Dit betekent dat het apparaat bij een overbelasting van 20 tot 30% of bij Iav.x1.2 of 1.3 uiterlijk 20 minuten in bedrijf wordt gesteld.
Op basis hiervan moet de keuze zo worden gemaakt dat de niet-bedrijfsstroom van de TR de nominale stroom van het afgedekte object met gemiddeld 12% overschrijdt. De In-waarde wordt weergegeven in het paspoort van het apparaat en op een plaatje dat aan de behuizing is bevestigd.
Op basis hiervan worden zowel de TR als de bijbehorende starter geselecteerd. De relaisschaal is gekalibreerd in ampère en komt in de regel overeen met de ingestelde stroomwaarde.
Een voorbeeld is de selectie van een thermisch relais voor een asynchrone motor aangesloten op een 380 V-netwerk met een vermogen van 1,5 kW.
De nominale bedrijfsstroom daarvoor is 2,8 A, wat betekent dat voor een thermisch relais de drempelstroom gelijk zal zijn aan: 1,2 * 2,8 = 3,36 A. Volgens de tabel moet de keuze worden gemaakt op RTL-1008, waarvan het instelbereik ligt tussen 2,4 en 4 A.
Als de gegevens op het typeplaatje van de motor onbekend zijn, wordt de stroom bepaald met behulp van speciale apparaten: een stroomtang of een multimeter met de juiste optie.
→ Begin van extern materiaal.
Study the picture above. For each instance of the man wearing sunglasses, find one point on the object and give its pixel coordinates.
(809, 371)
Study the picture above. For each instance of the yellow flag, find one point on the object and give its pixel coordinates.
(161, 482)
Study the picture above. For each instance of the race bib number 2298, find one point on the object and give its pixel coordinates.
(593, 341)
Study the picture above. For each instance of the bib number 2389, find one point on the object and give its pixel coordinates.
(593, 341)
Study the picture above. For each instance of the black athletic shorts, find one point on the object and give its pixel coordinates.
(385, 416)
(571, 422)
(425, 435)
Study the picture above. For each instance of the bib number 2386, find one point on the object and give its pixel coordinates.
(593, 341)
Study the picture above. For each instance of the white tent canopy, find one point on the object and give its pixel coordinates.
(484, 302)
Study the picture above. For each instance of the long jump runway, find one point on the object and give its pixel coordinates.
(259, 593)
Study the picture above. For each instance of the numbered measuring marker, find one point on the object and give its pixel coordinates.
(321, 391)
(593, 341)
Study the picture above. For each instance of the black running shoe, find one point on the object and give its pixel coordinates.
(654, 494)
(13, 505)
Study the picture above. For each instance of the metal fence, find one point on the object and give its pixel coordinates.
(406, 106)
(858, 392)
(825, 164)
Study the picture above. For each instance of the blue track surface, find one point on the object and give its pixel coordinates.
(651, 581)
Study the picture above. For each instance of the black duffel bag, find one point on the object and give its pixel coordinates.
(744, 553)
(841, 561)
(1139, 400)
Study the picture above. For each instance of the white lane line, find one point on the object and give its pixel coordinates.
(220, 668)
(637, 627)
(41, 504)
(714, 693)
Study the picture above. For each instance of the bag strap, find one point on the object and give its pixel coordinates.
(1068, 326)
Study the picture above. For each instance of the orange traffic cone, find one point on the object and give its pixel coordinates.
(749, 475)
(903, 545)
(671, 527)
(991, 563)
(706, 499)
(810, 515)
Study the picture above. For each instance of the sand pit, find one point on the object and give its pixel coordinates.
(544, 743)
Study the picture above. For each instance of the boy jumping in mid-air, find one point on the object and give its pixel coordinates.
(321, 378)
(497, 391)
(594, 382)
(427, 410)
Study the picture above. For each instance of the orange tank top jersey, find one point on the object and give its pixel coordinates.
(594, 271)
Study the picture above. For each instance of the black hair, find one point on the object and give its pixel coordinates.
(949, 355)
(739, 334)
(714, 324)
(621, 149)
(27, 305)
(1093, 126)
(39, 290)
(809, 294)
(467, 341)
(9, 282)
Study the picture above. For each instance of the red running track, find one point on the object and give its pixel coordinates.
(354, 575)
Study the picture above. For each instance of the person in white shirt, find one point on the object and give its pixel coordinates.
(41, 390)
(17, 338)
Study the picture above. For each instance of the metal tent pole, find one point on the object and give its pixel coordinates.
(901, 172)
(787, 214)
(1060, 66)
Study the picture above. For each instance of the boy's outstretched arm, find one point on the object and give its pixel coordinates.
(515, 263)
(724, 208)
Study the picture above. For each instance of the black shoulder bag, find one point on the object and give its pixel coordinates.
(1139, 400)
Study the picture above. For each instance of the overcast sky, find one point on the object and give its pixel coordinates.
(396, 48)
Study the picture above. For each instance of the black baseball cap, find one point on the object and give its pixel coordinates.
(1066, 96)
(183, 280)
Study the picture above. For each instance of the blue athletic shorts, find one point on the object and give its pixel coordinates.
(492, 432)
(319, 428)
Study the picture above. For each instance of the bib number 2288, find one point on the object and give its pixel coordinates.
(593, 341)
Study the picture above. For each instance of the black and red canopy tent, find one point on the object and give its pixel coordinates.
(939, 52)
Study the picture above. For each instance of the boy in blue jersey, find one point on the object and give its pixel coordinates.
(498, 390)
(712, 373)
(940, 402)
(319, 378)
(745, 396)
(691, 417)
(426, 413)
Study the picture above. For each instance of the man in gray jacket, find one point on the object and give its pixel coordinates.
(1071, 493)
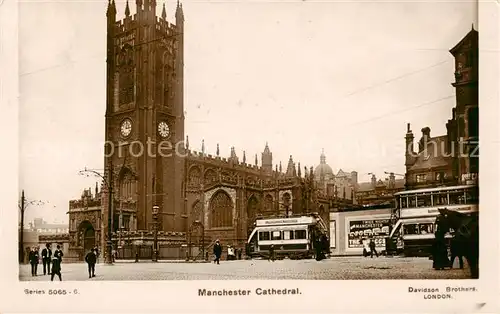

Op elk van de fasen worden metingen uitgevoerd.
Bij het kiezen is het belangrijk om te letten op de spanning die op het apparaat staat aangegeven. Als je van plan bent een TP-startertandem te gebruiken, moet je rekening houden met het aantal contacten.
Bij aansluiting van het apparaat op een driefasig netwerk is een module vereist die een beveiligingsfunctie heeft in geval van doorbranden van de geleider of fase-onbalans.
Conclusies en nuttige video over het onderwerp
Effectief motorbeveiligingsschema:
Componenten van een thermisch relais:
Het principe van interactie tussen verschillende apparaten in verschillende aansluitmogelijkheden voor een thermisch relais is hetzelfde. Voor een betere oriëntatie in diagrammen moet u apparaatmarkeringen kunnen “lezen”.Idealiter moeten alle aansluitwerkzaamheden worden uitgevoerd door een technicus die gecertificeerd is om onder hoogspanningsomstandigheden te werken.
Heeft u iets toe te voegen of heeft u vragen over de keuze en het gebruik van een thermisch relais? U kunt commentaar achterlaten op de publicatie, deelnemen aan discussies en uw eigen ervaringen met het gebruik van de apparaten delen. Het contactformulier bevindt zich in het onderste blok.